This is going to be a short and sweet tutorial to get you up and running with git. Git is a version control system. A version control system keeps track of file changes. If the current version is not working, we can go back to a specific version which worked.
If you have ever tried to write a program, you will right away recognize that having such a system will immensly ease the development process. A version control system such as git also saves the day when you are working as part of a team. But right now, let us concentrate on getting our feet wet :)
If you are on a Debian or Ubuntu derivative
$ sudo apt-get install git
If you are on Fedora/CentOS
$ sudo dnf install git
Now lets create a Github account. Github is a web service which uses the git protocol to allow upload, download and sharing of our projects. It is perfectly possible to use Git without Github. But with Github, all of our code will be safely backed up and also makes it easy to share our code with others.
Enough lecturing. Go to https://github.com and create an account. Once that is done, create a new repostory (project). A repository is like a directory which contains all the source files of a particular project. From now on, we are going to call it a repo. Why? because it sounds cool.
To start working on the repo, we will have to clone it. Cloning means we are creating a local copy of the repo on our computer. This can be done by clicking on the “Clone or Download” (green) button on the repo page and copying the URL to clipboard.
Now open the terminal, navigate to a directory where you want to store the repo and execute
$ cd /home/user
$ git clone the-copied-url
Once thats done, you will see that we now have a new directory with the name of the repo. Lets navigate into the directory and create a README file
$ cd new-repo-dir
$ touch README.md
We just created a README file, which is used to give a brief introduction of the project to anybody who visits our project page on Github. The README is in markdown format, follow the link to learn more.
Now that we created the README, lets commit the file. Commiting is the process of registering the changes we have made with git. It consists of two steps. Adding the file, which causes git to start tracking our file and then the actual commit process.
$ git add .
See that . (dot)? It asks git to add all the files in our directory, sparing you from the task of manually adding each file. Next is the commit command.
$ git commit -m "the commit message"
At this point, git would have probably interrupted you asking for your name and email address. Type it in
$ git config --global user.name "You full name"
$ git config --global user.email email@example.com
Now lets get back to commiting. Execute the commit command again. See the commit message? it gives a very short info on what actually comprises of the commit.
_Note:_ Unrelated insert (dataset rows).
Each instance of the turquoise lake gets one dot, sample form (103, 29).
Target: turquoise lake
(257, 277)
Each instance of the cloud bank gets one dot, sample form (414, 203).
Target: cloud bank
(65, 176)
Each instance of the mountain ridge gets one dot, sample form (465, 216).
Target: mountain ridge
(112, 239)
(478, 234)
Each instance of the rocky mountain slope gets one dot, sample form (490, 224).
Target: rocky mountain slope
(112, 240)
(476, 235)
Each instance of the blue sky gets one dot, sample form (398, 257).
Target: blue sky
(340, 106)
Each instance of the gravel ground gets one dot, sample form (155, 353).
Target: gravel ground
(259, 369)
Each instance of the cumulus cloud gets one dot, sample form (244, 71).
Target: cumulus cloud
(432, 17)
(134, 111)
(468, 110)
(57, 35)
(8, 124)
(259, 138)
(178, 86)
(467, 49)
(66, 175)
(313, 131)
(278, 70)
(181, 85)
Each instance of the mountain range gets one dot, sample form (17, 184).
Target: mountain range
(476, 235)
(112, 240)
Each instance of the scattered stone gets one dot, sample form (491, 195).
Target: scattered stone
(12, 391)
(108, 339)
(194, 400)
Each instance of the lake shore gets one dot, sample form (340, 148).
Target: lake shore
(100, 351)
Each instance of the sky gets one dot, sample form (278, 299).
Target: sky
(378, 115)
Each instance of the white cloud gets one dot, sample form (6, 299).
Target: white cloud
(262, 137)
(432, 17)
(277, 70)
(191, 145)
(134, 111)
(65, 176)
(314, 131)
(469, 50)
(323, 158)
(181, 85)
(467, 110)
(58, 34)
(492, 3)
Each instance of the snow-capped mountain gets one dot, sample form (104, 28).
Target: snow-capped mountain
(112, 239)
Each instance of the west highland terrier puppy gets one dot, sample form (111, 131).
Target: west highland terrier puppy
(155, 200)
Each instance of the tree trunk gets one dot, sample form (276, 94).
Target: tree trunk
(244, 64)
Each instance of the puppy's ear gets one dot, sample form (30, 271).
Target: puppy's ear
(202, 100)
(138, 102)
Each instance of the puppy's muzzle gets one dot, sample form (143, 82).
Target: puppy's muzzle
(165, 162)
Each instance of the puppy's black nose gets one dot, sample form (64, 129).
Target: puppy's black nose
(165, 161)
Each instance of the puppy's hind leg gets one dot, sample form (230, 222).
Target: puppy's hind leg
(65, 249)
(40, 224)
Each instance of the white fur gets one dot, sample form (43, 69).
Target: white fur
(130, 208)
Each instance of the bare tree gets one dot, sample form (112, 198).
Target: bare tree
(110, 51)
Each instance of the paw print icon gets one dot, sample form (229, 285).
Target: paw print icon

Once you start a serious project, commits will start piling up and the commit message will be your only way to know what comprises of a commit other than ofcourse manually reading the whole source file :D
Once this is done, we can upload the commit to Github. This is called pushing. Enter your Github credentials when Git asks for it and… it should do the trick.
$ git push
Git can do lots of awesome stuff. But right now, this will suffice. Just remember to do small, frequent commits as this will allow you to easily trace your code changes.